At the end of every Mayan long-count, season, year, five minutes (or whatever timescale you use), it’s worth having a good look at your life and deciding what works and what doesn’t.
One of the things we’ve decided doesn’t work for us any more is pigs.
About five years ago, I blogged our reasons for getting into pigs. It’s been an easy experience on the whole, but continuing to keep them was going to get harder. Successive pigs have cleared the areas we wanted clearing and, to save the trees, we were going to move the next set into the horse field. But the only place for them is South facing, which meant we were going to have to build more structures and put in infrastructure.
The financial cost of feeding the pigs has also been noticeable this year, living on (by Western standards) a very low income. We planted a field with an animal food crop, cut it, stooked it, stacked it – all by hand – and still have it sitting down there waiting for threshing. We haven’t had the time, energy or space to process it. Sometimes Pepito breaks out and buried his face in a stack. Occasionally I catch deer having an easy meal. We don’t know how much grain we harvested, but we both decided the physical cost of growing food for big animals is not sustainable. After watching a couple of very interesting films (“Forks over knives” being one), and realising how many vegetables we could grow – or even buy – for the €15 a week we were putting into our pigs, plus how much they tie us to the land, we decided that these would be our last.
I suspect, if keeping animals for meat was assessed at a global level, the conclusion would be the same. The energy investment for the return in meat wouldn’t make economic sense. Large animals would disappear from our landscape, meat from our diet, and the world would be a healthier, happier place. You don’t believe me? Watch the film.
We’ve also decided to stop breeding rabbits for meat and will be keeping some for pets. You might think this extravagant, but if you’d seen a young rabbit and his mother survive myxomatosis, you’d probably do the same. Our last rabbits will live out their days and be buried here. We’re even reducing our stock of chickens.

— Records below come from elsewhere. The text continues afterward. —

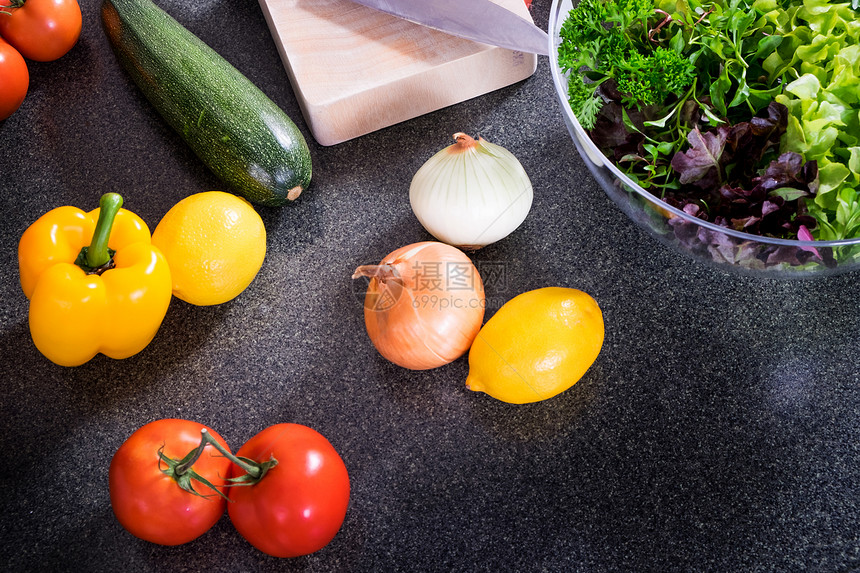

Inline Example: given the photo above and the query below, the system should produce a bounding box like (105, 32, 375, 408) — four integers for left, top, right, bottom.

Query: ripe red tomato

(109, 419, 232, 546)
(0, 0, 82, 62)
(228, 423, 350, 557)
(0, 35, 28, 120)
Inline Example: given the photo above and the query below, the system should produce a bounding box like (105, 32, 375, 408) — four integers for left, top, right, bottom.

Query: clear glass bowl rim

(546, 0, 860, 250)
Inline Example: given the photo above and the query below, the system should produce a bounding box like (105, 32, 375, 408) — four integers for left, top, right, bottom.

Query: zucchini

(101, 0, 311, 207)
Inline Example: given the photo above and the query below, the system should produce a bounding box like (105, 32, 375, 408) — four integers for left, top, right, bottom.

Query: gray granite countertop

(1, 1, 859, 571)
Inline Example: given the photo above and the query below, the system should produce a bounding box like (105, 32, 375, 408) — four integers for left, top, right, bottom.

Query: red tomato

(0, 35, 28, 120)
(109, 419, 232, 546)
(0, 0, 82, 62)
(228, 423, 350, 558)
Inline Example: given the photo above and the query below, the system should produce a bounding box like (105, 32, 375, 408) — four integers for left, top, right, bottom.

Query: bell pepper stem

(85, 193, 124, 269)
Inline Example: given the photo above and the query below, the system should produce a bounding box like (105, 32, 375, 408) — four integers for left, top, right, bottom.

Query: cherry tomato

(0, 35, 28, 120)
(228, 423, 350, 558)
(0, 0, 82, 62)
(109, 419, 232, 546)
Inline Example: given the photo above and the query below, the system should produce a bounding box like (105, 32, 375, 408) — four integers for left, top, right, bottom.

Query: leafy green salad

(558, 0, 860, 241)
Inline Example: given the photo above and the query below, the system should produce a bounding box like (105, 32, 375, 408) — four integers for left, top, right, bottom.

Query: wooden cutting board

(257, 0, 538, 146)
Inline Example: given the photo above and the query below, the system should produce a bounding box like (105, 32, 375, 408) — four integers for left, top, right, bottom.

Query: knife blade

(349, 0, 549, 56)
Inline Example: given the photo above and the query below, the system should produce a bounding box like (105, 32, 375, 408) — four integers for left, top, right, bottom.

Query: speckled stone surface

(1, 1, 859, 571)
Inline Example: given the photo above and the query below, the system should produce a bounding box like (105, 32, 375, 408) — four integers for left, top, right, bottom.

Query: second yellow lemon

(152, 191, 266, 306)
(466, 287, 604, 404)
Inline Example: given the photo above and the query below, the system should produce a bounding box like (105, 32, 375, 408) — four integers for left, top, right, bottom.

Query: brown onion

(352, 241, 485, 370)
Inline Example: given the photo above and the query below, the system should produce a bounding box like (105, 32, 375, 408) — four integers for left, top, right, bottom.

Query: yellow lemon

(466, 287, 604, 404)
(152, 191, 266, 306)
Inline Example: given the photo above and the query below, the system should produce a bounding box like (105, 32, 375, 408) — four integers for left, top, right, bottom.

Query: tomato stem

(197, 430, 278, 486)
(0, 0, 23, 13)
(157, 430, 230, 500)
(173, 429, 210, 476)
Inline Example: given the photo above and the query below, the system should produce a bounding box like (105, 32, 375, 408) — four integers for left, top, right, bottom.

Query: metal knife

(349, 0, 549, 56)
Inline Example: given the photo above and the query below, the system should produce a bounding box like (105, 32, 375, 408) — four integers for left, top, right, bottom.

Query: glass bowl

(547, 0, 860, 277)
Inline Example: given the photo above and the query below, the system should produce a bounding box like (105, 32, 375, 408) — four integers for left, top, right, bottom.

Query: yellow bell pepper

(18, 193, 172, 367)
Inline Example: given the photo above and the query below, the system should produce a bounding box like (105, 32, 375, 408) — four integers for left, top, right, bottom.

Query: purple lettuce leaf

(669, 127, 729, 186)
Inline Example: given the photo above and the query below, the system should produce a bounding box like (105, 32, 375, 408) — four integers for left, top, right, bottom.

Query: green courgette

(102, 0, 311, 207)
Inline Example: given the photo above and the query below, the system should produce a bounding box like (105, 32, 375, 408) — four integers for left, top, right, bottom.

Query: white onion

(409, 133, 533, 250)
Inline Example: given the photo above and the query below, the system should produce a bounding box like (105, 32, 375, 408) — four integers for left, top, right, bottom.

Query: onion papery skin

(409, 134, 533, 250)
(356, 242, 485, 370)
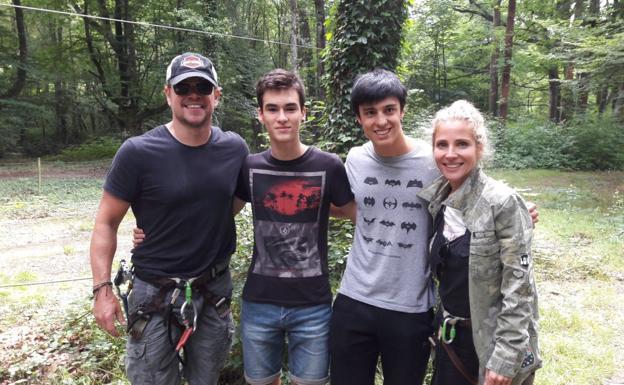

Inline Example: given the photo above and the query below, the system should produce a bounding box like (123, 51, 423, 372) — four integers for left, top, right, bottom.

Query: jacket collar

(419, 167, 485, 215)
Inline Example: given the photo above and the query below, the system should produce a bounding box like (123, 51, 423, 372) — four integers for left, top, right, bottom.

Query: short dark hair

(350, 69, 407, 115)
(256, 69, 306, 110)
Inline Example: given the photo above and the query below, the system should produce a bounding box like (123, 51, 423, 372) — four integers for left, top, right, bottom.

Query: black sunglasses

(172, 82, 214, 96)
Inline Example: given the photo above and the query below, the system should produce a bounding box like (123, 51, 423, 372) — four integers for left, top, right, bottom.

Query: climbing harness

(431, 307, 477, 385)
(120, 259, 231, 369)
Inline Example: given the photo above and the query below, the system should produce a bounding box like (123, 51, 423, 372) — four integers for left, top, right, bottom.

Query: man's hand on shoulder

(133, 227, 145, 247)
(527, 201, 539, 226)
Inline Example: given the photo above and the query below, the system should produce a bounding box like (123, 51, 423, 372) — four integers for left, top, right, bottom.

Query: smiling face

(433, 119, 482, 192)
(356, 96, 407, 156)
(258, 88, 305, 146)
(165, 77, 221, 129)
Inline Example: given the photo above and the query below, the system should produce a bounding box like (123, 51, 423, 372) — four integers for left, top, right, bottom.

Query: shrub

(491, 115, 624, 170)
(50, 136, 122, 161)
(565, 116, 624, 170)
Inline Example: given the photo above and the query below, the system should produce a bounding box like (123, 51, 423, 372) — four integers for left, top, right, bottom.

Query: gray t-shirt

(338, 139, 440, 313)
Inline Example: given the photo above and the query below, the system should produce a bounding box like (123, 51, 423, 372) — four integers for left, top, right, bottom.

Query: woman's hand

(484, 368, 512, 385)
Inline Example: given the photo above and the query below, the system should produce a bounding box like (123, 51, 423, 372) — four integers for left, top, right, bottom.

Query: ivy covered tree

(322, 0, 408, 155)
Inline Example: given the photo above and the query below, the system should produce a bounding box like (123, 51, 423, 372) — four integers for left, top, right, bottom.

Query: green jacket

(419, 168, 541, 384)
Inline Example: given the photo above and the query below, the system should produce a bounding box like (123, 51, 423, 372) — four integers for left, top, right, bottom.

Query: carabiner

(441, 317, 456, 344)
(180, 296, 198, 332)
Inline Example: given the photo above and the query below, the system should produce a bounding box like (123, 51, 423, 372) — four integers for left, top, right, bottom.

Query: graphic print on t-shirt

(359, 174, 426, 259)
(251, 169, 325, 278)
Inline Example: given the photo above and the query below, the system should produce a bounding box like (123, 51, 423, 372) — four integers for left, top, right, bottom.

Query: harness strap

(127, 261, 232, 370)
(432, 303, 477, 384)
(441, 307, 471, 344)
(435, 333, 479, 385)
(142, 258, 230, 288)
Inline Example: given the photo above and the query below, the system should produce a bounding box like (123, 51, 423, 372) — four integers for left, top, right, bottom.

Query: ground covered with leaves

(0, 162, 623, 385)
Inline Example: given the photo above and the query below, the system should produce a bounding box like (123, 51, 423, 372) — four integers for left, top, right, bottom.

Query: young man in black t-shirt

(234, 69, 353, 385)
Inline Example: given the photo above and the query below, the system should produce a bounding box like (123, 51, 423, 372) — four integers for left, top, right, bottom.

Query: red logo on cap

(181, 56, 203, 68)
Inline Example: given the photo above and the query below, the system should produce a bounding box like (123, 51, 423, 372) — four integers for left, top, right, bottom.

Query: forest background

(0, 0, 623, 384)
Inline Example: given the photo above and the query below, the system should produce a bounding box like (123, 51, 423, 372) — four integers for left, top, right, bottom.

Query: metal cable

(0, 3, 317, 50)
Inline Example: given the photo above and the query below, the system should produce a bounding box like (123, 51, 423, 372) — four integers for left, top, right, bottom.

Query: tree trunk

(0, 0, 28, 100)
(79, 0, 167, 133)
(498, 0, 516, 121)
(289, 0, 299, 71)
(556, 0, 581, 122)
(548, 66, 560, 122)
(52, 23, 70, 143)
(597, 86, 609, 113)
(614, 83, 624, 123)
(314, 0, 326, 99)
(577, 72, 590, 114)
(488, 0, 502, 116)
(298, 4, 315, 93)
(432, 35, 439, 102)
(560, 63, 575, 121)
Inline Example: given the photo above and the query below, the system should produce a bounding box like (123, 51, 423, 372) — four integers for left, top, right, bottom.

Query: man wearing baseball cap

(90, 52, 249, 384)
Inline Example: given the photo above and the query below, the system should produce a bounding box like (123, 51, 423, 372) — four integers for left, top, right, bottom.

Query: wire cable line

(0, 3, 317, 50)
(0, 277, 92, 289)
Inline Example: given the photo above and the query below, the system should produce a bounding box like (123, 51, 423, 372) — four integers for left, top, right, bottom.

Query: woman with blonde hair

(418, 100, 541, 385)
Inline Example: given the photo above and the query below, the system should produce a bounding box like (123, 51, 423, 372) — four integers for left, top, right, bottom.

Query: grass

(0, 165, 622, 384)
(488, 168, 624, 385)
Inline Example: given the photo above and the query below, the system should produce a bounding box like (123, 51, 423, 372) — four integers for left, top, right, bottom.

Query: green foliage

(0, 303, 127, 384)
(492, 115, 624, 170)
(400, 0, 491, 107)
(488, 169, 624, 385)
(322, 0, 408, 154)
(50, 136, 122, 161)
(328, 219, 354, 288)
(491, 118, 576, 169)
(0, 98, 55, 157)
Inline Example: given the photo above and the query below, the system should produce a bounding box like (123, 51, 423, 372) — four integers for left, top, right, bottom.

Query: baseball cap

(165, 52, 218, 86)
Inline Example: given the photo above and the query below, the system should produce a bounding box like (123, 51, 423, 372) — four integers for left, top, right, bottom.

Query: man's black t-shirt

(236, 147, 353, 306)
(104, 125, 249, 281)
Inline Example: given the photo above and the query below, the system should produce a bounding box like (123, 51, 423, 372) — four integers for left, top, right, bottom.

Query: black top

(104, 125, 249, 281)
(430, 206, 471, 318)
(236, 147, 354, 306)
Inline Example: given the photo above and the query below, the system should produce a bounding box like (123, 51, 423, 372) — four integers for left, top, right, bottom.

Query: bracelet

(92, 281, 113, 295)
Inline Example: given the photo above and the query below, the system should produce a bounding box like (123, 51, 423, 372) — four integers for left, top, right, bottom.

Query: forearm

(90, 222, 119, 284)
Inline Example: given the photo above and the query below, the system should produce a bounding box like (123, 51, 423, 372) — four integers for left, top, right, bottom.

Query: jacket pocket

(470, 231, 501, 280)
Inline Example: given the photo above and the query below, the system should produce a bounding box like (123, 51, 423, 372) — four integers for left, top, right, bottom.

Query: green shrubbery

(492, 115, 624, 170)
(50, 136, 122, 161)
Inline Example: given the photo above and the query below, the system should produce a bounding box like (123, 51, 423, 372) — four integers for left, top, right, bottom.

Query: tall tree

(314, 0, 326, 98)
(498, 0, 516, 121)
(488, 0, 502, 116)
(78, 0, 167, 133)
(289, 0, 298, 72)
(323, 0, 408, 154)
(0, 0, 27, 100)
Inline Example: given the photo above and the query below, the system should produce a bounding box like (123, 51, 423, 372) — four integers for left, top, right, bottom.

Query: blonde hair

(431, 100, 491, 160)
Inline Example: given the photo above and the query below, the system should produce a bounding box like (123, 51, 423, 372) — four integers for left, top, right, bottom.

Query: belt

(135, 258, 230, 289)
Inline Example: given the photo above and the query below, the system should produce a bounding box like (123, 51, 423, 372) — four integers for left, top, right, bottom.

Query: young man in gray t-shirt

(329, 69, 440, 385)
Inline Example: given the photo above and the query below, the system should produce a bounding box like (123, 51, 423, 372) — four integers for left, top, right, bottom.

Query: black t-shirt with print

(236, 147, 353, 306)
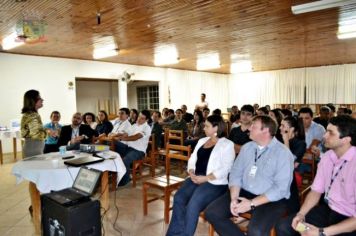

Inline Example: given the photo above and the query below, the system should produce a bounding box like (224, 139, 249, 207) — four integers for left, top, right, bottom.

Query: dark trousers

(166, 178, 227, 236)
(276, 202, 356, 236)
(115, 141, 145, 185)
(205, 189, 287, 236)
(43, 144, 59, 153)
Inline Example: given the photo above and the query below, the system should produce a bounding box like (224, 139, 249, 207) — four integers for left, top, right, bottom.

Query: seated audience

(163, 109, 175, 124)
(108, 108, 131, 138)
(161, 107, 169, 121)
(212, 108, 222, 117)
(181, 104, 194, 123)
(115, 110, 151, 186)
(170, 109, 188, 138)
(253, 103, 259, 113)
(166, 115, 235, 236)
(313, 106, 331, 129)
(326, 103, 336, 118)
(129, 108, 138, 125)
(281, 108, 293, 118)
(57, 112, 96, 150)
(43, 111, 62, 153)
(276, 115, 356, 236)
(230, 112, 241, 130)
(202, 107, 210, 121)
(280, 116, 307, 214)
(151, 111, 163, 148)
(337, 107, 349, 116)
(95, 110, 113, 137)
(228, 104, 254, 155)
(184, 110, 205, 151)
(229, 105, 239, 123)
(256, 106, 269, 116)
(269, 108, 284, 142)
(298, 107, 325, 153)
(205, 115, 294, 236)
(83, 112, 97, 130)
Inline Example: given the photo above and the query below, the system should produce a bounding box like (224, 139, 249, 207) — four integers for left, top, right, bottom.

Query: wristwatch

(250, 200, 256, 210)
(319, 228, 326, 236)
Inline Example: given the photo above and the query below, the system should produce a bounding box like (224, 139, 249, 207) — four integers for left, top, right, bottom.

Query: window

(137, 85, 159, 111)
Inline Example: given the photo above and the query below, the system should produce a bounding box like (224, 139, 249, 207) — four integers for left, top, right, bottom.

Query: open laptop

(47, 167, 102, 206)
(64, 155, 104, 167)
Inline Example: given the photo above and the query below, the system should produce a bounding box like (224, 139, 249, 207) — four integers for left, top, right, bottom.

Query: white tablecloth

(0, 130, 21, 139)
(11, 150, 126, 193)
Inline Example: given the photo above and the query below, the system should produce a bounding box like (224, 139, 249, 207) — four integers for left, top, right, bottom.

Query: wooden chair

(154, 128, 184, 168)
(142, 144, 191, 224)
(301, 153, 317, 185)
(132, 134, 157, 187)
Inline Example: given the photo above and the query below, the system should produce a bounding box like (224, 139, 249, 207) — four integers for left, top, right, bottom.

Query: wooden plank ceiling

(1, 0, 356, 73)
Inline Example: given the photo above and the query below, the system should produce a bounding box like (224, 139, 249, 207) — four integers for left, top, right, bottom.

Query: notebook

(47, 167, 102, 206)
(64, 155, 104, 167)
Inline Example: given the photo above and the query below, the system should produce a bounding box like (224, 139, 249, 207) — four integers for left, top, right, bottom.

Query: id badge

(249, 165, 258, 177)
(324, 193, 329, 204)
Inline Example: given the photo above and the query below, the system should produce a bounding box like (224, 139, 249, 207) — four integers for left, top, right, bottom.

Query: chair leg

(164, 189, 170, 224)
(209, 223, 215, 236)
(143, 183, 149, 216)
(111, 172, 117, 191)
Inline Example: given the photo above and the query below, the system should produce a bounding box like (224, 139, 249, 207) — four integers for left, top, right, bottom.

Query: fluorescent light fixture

(337, 10, 356, 39)
(1, 32, 24, 50)
(230, 60, 253, 73)
(292, 0, 356, 15)
(92, 36, 118, 59)
(154, 44, 179, 66)
(197, 52, 220, 70)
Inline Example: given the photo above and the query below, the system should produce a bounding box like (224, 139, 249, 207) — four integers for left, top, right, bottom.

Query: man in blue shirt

(205, 115, 294, 236)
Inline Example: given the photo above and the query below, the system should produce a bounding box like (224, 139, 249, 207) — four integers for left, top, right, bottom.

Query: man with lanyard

(115, 110, 151, 186)
(276, 115, 356, 236)
(205, 115, 294, 236)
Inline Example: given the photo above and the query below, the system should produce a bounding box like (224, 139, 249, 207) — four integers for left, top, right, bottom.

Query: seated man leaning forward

(275, 115, 356, 236)
(205, 115, 294, 236)
(57, 112, 96, 150)
(114, 110, 151, 186)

But this once-in-an-age review is about more than livestock. Having fewer animals means doing less work, which gives us more time to use our other skills. Next year, Her Outdoors is going to create a range of crafty products using recycled materials, and more art (among other things).
I’m going to start working for people as an extreme gardener, join a band, get involved in the transition town movement (I just learnt our nearest town has become the first in Aquitaine) and sell my professional skills as an ethical copywriter.
All of this feels very appropriate, positive and timely.
On which point, I find one thing about the Mayan calendar very exciting. For the first time, billions of our fellow humans will be focused on the destiny of our species at the same moment. For one day, we will have the opportunity to look at ourselves and decide what works and what doesn’t. In the days that follow, we will have the opportunity to become a better species. To find a more healthy balance between work and play. To use more of our talents. To move, collectively, from fear and survival on a rock floating through space, to joy and thrival.
I have a feeling that the new age is going to be excellent.